The tristimulus values of various bulk dyed lots along with their visual assessment may be recorded and corresponding dE total, dL, da & db and/or dL, dC & dH may be recorded and finally either is a da vs db orda vs dL plot, the visually accepted lot marked by dot and visually rejected lot marked by cross will generate a tolerance.

These are symmetric and asymmetric sets of colour toler¬ances. In general, for cotton textile, if not unusually presented, the more or less symmetric colour tolerances set are:

dL = 0.7 to 1.2; da = 0.6 to 1.0 db = 0.6 to 1.0; dE = 1.0 to 1.8 For certain shades, these limits could be narrower.

The major factors responsible for batch to batch set variation are

a) Weighing error.

b) Substrate\variation.

c) Pretreatment or heat setting variation.

d) Dyeing condi¬tion change or additive variation.

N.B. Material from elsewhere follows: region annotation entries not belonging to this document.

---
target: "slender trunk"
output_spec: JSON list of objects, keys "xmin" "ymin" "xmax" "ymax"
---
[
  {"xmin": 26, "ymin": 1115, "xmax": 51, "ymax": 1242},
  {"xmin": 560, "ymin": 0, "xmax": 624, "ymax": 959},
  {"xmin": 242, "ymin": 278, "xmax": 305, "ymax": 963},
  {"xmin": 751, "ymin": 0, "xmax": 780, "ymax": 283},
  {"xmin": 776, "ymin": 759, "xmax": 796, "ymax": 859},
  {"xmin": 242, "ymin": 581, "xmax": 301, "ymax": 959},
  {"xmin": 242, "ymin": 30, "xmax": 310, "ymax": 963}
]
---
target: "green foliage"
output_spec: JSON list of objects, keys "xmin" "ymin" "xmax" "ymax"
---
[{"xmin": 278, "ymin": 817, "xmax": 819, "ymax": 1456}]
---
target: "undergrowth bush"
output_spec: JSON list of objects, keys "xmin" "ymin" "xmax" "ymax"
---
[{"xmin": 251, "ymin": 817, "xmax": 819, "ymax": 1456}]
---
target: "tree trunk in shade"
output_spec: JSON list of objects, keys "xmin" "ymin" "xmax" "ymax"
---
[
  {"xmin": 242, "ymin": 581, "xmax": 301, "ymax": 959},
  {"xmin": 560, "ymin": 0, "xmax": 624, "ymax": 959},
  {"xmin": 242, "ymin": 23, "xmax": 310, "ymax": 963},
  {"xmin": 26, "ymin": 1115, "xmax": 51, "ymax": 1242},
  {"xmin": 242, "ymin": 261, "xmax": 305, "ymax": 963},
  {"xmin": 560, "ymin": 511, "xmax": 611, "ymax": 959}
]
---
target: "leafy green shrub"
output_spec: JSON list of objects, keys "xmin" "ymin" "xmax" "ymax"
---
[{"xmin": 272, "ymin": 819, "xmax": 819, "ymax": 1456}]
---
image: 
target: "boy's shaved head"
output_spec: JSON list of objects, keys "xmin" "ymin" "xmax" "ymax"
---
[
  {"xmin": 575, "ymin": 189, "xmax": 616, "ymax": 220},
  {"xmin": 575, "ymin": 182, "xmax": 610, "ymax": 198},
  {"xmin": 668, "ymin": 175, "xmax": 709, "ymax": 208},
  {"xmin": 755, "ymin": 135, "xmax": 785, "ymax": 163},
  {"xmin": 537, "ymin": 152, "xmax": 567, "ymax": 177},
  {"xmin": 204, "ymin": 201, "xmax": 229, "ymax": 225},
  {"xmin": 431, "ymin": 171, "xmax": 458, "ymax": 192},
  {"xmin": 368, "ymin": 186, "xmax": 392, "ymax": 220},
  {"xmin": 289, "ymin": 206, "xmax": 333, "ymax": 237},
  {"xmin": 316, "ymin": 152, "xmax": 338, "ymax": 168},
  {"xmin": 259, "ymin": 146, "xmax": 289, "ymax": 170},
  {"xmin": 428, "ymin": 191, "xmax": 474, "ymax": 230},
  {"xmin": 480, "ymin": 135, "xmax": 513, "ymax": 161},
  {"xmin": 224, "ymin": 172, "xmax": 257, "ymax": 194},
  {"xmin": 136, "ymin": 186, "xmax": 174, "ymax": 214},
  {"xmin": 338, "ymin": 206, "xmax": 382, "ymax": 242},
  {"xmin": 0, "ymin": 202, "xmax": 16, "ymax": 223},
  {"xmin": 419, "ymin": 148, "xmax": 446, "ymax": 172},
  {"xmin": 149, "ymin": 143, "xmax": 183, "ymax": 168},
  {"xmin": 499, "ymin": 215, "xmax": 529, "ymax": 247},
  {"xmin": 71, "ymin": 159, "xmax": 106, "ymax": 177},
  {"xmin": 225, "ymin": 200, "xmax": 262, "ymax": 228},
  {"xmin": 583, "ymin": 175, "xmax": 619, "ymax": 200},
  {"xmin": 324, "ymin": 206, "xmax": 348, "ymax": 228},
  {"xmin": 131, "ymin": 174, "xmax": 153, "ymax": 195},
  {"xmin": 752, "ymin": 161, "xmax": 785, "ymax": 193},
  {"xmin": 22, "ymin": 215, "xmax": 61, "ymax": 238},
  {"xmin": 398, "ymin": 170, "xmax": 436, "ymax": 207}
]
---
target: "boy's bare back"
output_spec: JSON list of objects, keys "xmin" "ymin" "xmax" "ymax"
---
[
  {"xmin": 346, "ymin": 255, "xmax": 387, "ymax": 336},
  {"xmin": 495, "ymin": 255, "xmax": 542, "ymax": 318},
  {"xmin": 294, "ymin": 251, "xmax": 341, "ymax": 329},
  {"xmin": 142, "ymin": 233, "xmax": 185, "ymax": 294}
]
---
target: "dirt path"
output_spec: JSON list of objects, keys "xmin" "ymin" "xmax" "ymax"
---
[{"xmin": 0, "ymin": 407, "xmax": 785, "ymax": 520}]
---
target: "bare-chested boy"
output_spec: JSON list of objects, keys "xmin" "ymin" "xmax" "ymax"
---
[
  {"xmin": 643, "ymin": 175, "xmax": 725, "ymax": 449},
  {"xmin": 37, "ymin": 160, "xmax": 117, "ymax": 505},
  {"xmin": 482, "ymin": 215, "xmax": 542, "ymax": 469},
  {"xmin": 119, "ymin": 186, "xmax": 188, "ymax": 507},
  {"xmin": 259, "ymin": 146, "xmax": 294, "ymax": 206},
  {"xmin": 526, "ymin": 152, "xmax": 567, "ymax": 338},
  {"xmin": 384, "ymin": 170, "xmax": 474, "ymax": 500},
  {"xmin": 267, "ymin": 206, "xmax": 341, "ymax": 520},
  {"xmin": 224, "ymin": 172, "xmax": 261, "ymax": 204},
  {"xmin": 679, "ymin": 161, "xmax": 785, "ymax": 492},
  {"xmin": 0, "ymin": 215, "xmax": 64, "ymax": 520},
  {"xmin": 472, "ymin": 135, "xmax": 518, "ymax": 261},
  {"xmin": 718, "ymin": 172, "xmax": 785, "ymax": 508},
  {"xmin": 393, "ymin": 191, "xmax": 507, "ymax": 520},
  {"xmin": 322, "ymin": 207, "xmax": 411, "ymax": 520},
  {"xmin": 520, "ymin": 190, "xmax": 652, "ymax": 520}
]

e) Dye selected and purity of dye.

Steps of Colour Matching

The basic steps [5] involved in the application of the colour matching in practice can be broadly classified as:

i. Determination of optical constants by calibration dyeing and storing dye class wise and company-wise dyestuff database for a particular type of fabric.

ii. Measurement of colour value of standard samples and finding Match Recipe/formulation on computer for particular match selecting stored database for correct class of dye and putting correct/desired tolerances of colour matching to be done.

iii. Batch Correction and Recipe correction to achieve better/ precise match.

Calibration dyeing and preparation of colour data base for different classes of dyes

Optical constants are determined by measuring calibration dyeing prepared by dyeing different dyes at 6-9 different levels (say within 0.1% to 3%) which form a data bank of all the required dyes pertaining to a substance using a particular process is stored on the file of computer. Dan Randall85 explained that the preparation of reliable calibration dyeing is the first & most important step in the successful development of a colour matching program. For optimum performance, the lab dyeing process must be highly controlled & the data accurately evaluated by the colourist. The recipe formulation of the match prediction process requires measurements of shade to be matched with a substrate, the selection of dye inventory & tolerance limits of the colour differences. The tristimulus values of standard are computed for different light sources & by comparing them with optical constants of the dyes stared in the data bank the unknown concentration is determined. If the predicted recipe falls, can be corrected by the batch correction programmers. Materials of shades on the blended fabric is also essentially carried out similarly but the data banks with different dyes applied to both the components of the blend are stored separately [10].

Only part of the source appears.